Construction work on what will be one of the world's largest integrated solar installations used to power a mine is due to begin in late July. Sandfire's chief operating officer Mike Spreadborough said the power station will reduce the mine's reliance on diesel fuel.
"By integrating diesel with solar power we're significantly saving, it's much cheaper than the historical costs of other fuels," he said.
"It's a double-whammy result in lowering energy costs with significant environmental benefits."
More than half the $40 million solar power and battery storage facility's cost was funded by federal government loans, with the Australian Renewable Energy Agency (ARENA) putting up nearly $21 million.
The federal government's other green lender, the Clean Energy Finance Corporation (CEFC), committed up to $15 million while French renewable energy firm Neon, which will own the power plant, made up most of the difference.
Details about the project follow the federal government's decision to redirect wind farm funding to bolster large scale solar projects.

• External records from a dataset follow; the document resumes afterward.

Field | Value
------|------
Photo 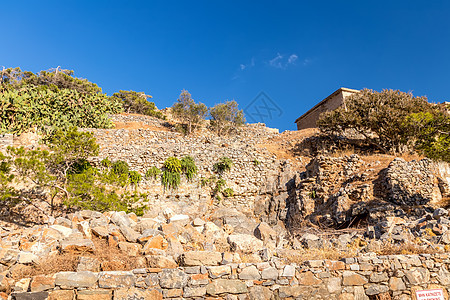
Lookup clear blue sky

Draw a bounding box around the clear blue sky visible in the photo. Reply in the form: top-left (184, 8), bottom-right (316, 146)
top-left (0, 0), bottom-right (450, 130)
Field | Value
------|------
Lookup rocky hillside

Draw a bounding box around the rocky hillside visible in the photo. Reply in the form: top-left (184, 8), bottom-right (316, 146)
top-left (0, 115), bottom-right (450, 299)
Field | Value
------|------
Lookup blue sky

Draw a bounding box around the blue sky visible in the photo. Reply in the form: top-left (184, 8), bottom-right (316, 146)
top-left (0, 0), bottom-right (450, 130)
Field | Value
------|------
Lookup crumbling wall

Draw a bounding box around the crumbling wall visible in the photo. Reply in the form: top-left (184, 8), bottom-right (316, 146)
top-left (6, 252), bottom-right (450, 300)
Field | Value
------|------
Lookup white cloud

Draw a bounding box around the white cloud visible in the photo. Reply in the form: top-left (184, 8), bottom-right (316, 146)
top-left (239, 57), bottom-right (255, 71)
top-left (269, 53), bottom-right (283, 69)
top-left (269, 53), bottom-right (298, 69)
top-left (288, 54), bottom-right (298, 64)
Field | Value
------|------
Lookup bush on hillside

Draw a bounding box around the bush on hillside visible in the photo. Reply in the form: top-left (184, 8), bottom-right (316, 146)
top-left (0, 86), bottom-right (122, 134)
top-left (210, 100), bottom-right (245, 135)
top-left (317, 89), bottom-right (432, 153)
top-left (111, 91), bottom-right (166, 119)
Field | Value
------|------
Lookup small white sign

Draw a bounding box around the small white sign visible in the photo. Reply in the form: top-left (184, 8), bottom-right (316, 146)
top-left (416, 289), bottom-right (445, 300)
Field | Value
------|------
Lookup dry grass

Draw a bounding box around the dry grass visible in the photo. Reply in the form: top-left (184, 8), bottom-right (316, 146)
top-left (11, 238), bottom-right (147, 280)
top-left (376, 241), bottom-right (440, 255)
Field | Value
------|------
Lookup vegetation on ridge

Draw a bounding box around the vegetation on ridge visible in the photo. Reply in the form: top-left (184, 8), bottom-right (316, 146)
top-left (317, 89), bottom-right (450, 161)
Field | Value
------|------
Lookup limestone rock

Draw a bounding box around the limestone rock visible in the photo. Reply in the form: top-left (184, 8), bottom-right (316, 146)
top-left (206, 279), bottom-right (247, 296)
top-left (98, 271), bottom-right (135, 289)
top-left (342, 271), bottom-right (368, 285)
top-left (55, 271), bottom-right (97, 288)
top-left (159, 269), bottom-right (189, 289)
top-left (228, 234), bottom-right (264, 253)
top-left (145, 255), bottom-right (178, 269)
top-left (181, 251), bottom-right (222, 266)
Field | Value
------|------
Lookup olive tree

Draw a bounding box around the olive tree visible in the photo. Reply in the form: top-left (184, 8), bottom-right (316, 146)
top-left (317, 89), bottom-right (432, 153)
top-left (210, 100), bottom-right (245, 135)
top-left (172, 90), bottom-right (208, 134)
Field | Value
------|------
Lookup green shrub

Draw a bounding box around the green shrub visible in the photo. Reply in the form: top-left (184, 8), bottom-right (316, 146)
top-left (111, 160), bottom-right (130, 175)
top-left (161, 170), bottom-right (181, 189)
top-left (161, 156), bottom-right (181, 189)
top-left (0, 86), bottom-right (122, 134)
top-left (164, 156), bottom-right (181, 173)
top-left (213, 156), bottom-right (233, 174)
top-left (128, 171), bottom-right (142, 185)
top-left (213, 178), bottom-right (227, 194)
top-left (222, 188), bottom-right (234, 197)
top-left (181, 156), bottom-right (197, 181)
top-left (67, 158), bottom-right (92, 174)
top-left (100, 157), bottom-right (112, 169)
top-left (145, 166), bottom-right (161, 179)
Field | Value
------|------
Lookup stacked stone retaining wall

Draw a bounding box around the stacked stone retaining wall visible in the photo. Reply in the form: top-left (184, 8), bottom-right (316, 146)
top-left (6, 252), bottom-right (450, 300)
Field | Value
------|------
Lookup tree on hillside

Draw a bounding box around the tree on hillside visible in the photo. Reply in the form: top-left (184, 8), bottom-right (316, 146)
top-left (317, 89), bottom-right (432, 153)
top-left (405, 106), bottom-right (450, 162)
top-left (1, 67), bottom-right (102, 94)
top-left (210, 100), bottom-right (245, 135)
top-left (172, 90), bottom-right (208, 134)
top-left (111, 90), bottom-right (164, 119)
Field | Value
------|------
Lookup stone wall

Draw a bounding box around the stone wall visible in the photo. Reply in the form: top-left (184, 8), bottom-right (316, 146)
top-left (8, 252), bottom-right (450, 300)
top-left (0, 134), bottom-right (14, 152)
top-left (83, 122), bottom-right (279, 215)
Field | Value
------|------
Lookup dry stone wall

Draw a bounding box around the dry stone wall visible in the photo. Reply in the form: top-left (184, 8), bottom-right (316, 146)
top-left (82, 124), bottom-right (279, 215)
top-left (6, 251), bottom-right (450, 300)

The decision to direct the CEFC to pull funding for wind farms in favour of large-scale solar projects and new technologies drew criticism from the Greens, opposition and the Victorian state government.
ARENA was also instructed to refocus on larger scale solar and thermal energy products.
Sandfire's sprawling project will feature 34,080 solar panels spread over 20 hectares.
The company hopes the solar plant, which will be about 900km north-east of Perth, will set new benchmarks for mines around the world using renewable power.
The plant will be integrated with the mine's existing 19MW diesel-fired power station.
Mr Spreadborough acknowledged without government finance, the renewable energy project would have had trouble getting off the ground.
"It would be fair to say it would have been hard to get 100 per cent from normal commercial financing, that 50 per cent contribution was absolutely key," he said.
However he was adamant Sandfire didn't receive a free kick.
"CEFC and ARENA are expecting a return, with ARENA expecting to use the product to refund," he said.
Mr Spreadborough hoped once the solar farm proved successful, Sandfire would attract other financiers for future projects.